El estilo –declara Jacob Paludan- no es el contenido. Pero es la lente que concentra el contenido en un punto candente.
Quizás eso sea lo que a estas alturas o bajones me desconcentra y aleja en principio de libros en esta línea. Pero aquí ya tengo puesto el overol y acabaré cuando acabe como Miguel Ángel.
La paleta
No construye su poemario con un lenguaje prefabricado a pesar de las citas explícitas y no explícitas, apoyándose en el modo, en la fórmula del poeta toledano, manteniendo la estructura y el estilo. No la materialidad del mismo. Y como él sonidos, colores, invitando con sutileza y ternura a la reflexión acompañada del sentir. Lo que –a primeras- causa la impresión de un poemario amoroso cuando en realidad es tan sólo la mayor de las veces en este breve líbelo un tratamiento amoroso del objeto observado o la anécdota literaria o vital. Además de darle un barniz de naturalidad, nitidez y cercanía a pesar de lo profundo que puja su reflexión.

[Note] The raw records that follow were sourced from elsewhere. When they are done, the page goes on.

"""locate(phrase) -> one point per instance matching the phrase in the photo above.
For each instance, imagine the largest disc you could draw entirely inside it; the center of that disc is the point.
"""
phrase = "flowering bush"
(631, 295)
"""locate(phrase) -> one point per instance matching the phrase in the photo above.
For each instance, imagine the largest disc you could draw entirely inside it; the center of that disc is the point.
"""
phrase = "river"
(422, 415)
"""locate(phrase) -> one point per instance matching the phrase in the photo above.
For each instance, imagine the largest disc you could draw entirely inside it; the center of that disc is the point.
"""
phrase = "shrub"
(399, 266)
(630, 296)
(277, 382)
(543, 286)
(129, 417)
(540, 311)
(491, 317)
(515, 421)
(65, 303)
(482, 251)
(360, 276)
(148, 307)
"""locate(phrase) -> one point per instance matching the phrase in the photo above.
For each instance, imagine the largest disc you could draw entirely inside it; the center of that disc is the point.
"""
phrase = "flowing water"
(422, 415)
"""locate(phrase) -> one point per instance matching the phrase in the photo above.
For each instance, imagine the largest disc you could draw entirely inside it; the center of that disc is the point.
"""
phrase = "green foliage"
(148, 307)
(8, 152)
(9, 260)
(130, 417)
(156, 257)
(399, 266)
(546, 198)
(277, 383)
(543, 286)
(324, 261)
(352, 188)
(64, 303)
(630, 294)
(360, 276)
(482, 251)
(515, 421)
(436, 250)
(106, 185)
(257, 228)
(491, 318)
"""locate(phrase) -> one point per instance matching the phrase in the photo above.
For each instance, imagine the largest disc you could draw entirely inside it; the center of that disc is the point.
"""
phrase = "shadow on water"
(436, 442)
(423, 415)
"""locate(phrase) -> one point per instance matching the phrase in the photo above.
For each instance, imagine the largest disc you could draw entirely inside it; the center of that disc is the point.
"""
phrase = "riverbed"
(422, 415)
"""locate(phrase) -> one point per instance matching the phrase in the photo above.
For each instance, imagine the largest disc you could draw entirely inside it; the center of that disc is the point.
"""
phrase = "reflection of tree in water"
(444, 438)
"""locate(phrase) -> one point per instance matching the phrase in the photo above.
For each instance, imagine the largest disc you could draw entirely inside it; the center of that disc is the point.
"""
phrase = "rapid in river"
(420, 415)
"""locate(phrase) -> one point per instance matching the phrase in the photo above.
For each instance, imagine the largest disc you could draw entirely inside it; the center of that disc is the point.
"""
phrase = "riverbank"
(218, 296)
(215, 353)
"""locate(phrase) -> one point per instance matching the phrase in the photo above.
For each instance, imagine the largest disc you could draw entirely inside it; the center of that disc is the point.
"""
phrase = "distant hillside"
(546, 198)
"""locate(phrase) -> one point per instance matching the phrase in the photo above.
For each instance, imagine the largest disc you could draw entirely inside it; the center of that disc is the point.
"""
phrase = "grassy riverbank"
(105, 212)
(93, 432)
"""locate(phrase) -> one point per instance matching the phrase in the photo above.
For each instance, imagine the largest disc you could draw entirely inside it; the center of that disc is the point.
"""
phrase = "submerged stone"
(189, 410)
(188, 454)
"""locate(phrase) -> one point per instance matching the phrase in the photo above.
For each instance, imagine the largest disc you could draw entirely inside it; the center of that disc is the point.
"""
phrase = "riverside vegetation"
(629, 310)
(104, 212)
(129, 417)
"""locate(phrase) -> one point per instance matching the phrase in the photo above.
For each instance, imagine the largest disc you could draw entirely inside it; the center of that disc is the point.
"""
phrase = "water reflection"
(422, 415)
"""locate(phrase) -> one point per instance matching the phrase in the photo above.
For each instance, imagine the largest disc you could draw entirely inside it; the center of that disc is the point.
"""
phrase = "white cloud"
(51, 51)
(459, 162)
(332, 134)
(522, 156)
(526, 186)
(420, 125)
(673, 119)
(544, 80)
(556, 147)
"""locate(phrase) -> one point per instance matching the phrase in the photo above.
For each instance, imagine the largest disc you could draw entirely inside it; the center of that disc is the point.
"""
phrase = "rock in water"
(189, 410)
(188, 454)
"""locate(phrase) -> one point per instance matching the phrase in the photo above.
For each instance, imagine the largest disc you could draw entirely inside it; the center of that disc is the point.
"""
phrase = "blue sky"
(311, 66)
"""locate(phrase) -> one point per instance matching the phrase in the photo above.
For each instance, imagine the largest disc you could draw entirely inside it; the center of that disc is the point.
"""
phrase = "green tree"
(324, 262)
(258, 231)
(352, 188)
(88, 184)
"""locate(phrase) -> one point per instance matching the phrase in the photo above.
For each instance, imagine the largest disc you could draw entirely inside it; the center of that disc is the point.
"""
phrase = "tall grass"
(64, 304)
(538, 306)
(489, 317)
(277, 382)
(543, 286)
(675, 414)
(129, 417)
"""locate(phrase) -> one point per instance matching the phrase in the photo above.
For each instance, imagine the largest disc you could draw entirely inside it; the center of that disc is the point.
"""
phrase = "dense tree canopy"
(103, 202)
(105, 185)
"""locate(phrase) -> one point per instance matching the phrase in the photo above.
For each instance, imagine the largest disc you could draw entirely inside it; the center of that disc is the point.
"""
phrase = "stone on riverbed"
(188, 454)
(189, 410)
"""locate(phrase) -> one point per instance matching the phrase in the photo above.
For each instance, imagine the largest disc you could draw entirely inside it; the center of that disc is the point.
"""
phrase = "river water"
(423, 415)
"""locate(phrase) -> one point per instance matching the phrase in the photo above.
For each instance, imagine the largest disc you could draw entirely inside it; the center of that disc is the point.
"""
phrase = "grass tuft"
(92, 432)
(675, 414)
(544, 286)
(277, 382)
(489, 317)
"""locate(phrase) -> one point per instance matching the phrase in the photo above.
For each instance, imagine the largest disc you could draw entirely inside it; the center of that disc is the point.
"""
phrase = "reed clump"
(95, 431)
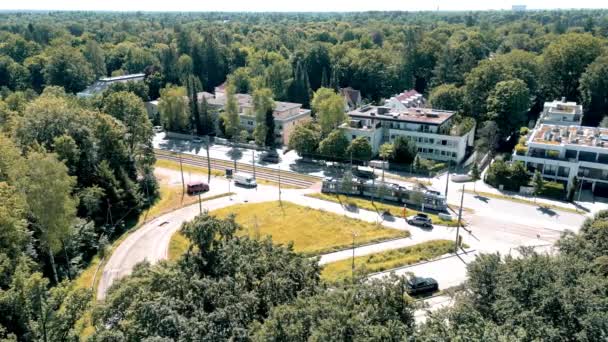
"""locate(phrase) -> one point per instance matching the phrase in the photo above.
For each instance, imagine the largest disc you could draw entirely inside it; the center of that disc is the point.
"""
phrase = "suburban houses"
(103, 83)
(435, 132)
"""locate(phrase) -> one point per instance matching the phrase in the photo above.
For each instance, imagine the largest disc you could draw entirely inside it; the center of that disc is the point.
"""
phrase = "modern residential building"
(435, 132)
(561, 153)
(407, 99)
(352, 98)
(560, 112)
(287, 115)
(103, 83)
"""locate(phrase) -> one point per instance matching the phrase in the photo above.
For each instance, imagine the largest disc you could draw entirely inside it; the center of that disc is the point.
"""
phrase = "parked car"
(197, 187)
(420, 285)
(245, 179)
(270, 157)
(421, 220)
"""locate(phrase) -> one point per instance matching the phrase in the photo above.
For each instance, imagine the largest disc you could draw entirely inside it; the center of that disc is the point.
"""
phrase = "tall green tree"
(173, 109)
(48, 190)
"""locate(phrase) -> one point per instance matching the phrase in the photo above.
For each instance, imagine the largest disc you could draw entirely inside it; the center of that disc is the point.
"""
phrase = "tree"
(507, 105)
(405, 150)
(475, 175)
(334, 145)
(231, 114)
(539, 183)
(329, 109)
(263, 107)
(67, 67)
(95, 55)
(565, 60)
(48, 190)
(594, 90)
(173, 109)
(487, 140)
(130, 109)
(360, 149)
(303, 140)
(447, 97)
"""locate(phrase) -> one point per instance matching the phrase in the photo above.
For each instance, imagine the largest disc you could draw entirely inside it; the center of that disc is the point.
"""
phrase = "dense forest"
(75, 173)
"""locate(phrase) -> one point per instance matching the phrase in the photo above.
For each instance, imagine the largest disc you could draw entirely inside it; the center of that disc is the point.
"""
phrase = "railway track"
(261, 172)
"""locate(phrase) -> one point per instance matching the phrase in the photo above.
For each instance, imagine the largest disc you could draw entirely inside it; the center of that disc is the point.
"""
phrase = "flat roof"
(415, 115)
(571, 135)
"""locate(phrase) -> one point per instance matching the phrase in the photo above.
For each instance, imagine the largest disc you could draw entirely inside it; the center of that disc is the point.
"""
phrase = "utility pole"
(459, 220)
(253, 161)
(181, 169)
(200, 205)
(447, 181)
(208, 162)
(279, 183)
(353, 258)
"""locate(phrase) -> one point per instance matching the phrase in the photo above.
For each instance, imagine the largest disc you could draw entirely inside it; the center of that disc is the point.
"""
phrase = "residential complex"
(435, 132)
(561, 153)
(103, 83)
(287, 115)
(560, 112)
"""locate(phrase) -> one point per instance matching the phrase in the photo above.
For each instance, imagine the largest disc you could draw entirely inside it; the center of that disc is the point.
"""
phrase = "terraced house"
(437, 134)
(561, 153)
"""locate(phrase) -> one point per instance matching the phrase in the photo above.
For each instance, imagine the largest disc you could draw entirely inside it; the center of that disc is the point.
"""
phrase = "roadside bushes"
(510, 176)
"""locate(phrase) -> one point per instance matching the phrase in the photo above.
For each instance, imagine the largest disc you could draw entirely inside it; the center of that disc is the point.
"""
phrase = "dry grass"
(394, 209)
(311, 231)
(378, 262)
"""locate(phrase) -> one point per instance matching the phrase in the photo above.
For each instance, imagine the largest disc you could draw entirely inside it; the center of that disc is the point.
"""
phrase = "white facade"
(433, 139)
(561, 113)
(561, 153)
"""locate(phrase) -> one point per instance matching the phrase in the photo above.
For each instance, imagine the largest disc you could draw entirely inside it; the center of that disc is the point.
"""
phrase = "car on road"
(420, 285)
(244, 179)
(197, 188)
(421, 220)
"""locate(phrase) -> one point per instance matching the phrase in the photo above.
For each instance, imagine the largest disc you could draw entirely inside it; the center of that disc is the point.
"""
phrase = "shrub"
(521, 149)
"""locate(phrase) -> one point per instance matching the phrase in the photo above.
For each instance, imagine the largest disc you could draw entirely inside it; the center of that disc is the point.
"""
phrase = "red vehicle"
(195, 188)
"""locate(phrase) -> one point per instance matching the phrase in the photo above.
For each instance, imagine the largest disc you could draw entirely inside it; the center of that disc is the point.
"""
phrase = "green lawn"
(377, 262)
(394, 209)
(311, 231)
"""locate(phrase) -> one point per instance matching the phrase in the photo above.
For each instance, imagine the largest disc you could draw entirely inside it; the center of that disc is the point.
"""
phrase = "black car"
(419, 285)
(421, 220)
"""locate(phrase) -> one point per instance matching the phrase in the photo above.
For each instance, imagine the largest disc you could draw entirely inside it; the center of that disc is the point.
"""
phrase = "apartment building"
(561, 153)
(287, 115)
(435, 132)
(103, 83)
(561, 112)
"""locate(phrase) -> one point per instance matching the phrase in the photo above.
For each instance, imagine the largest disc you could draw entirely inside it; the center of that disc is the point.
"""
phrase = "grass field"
(377, 262)
(312, 231)
(394, 209)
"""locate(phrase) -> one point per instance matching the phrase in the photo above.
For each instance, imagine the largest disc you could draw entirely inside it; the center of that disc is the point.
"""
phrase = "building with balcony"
(287, 115)
(435, 132)
(103, 83)
(561, 153)
(560, 112)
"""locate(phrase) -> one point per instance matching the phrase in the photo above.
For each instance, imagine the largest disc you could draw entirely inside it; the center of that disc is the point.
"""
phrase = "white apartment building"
(561, 153)
(287, 115)
(407, 99)
(560, 112)
(103, 83)
(434, 131)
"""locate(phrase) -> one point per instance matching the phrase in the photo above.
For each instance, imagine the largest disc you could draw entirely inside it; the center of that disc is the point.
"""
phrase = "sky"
(293, 5)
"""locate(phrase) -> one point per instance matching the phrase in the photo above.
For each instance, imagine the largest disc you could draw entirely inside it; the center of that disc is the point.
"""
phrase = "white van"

Sin duda, una paleta conocida pero que Víctor con mano perita desata del anquilosamiento aunque no dejándonos hecho un ovillo, pero tampoco, claro, echándolo a perder.
Se nota el trato respetuoso de la lengua, su cuidado, el placer de la sutileza retórica –en tiempos de torpes aproximaciones, gruesos brochazos-. El esfuerzo sobrehumano que representa mantener una tradición que procura la estilización de la lengua vulgar, intenta cazar la precisión y fineza de lo fugitivo e huidizo, de lo ausente –como remarca Rojas Pacha-.
Su objetivo –y de quién no- es deleitar el oído, ser la suave música que arrastra los sentimientos no por la admiración de los demás sino por la belleza del objeto mismo a lo que recita y volverlo arquetípico. Nada de pomposo (aunque el estilo hoy lo parezca en un primer acercamiento) ni forzado o culterano. Eligiendo siempre el eco personal, íntimo, confesional. Haciendo suyo el transcurso del tiempo –esa cosa que sabemos que es hasta que nos preguntas como diría San Agustín-, la sensación de melancolía con que todo parece estar siempre muriendo un poco, emboscado de ausencias más que vacíos, en un tenso pero equilibrado verso cadena entre razón y pasión, alejado como su poeta de cabecera del referente religioso, cosa poco común a la poesía chilena en general, aunque sea escrita por ateos o agnósticos.
Un libro breve, bien editado, lleno de joyas atemporales pero cuya belleza es la de la muerte… Si cierro los ojos, esta tarde, un alado carro de fuego.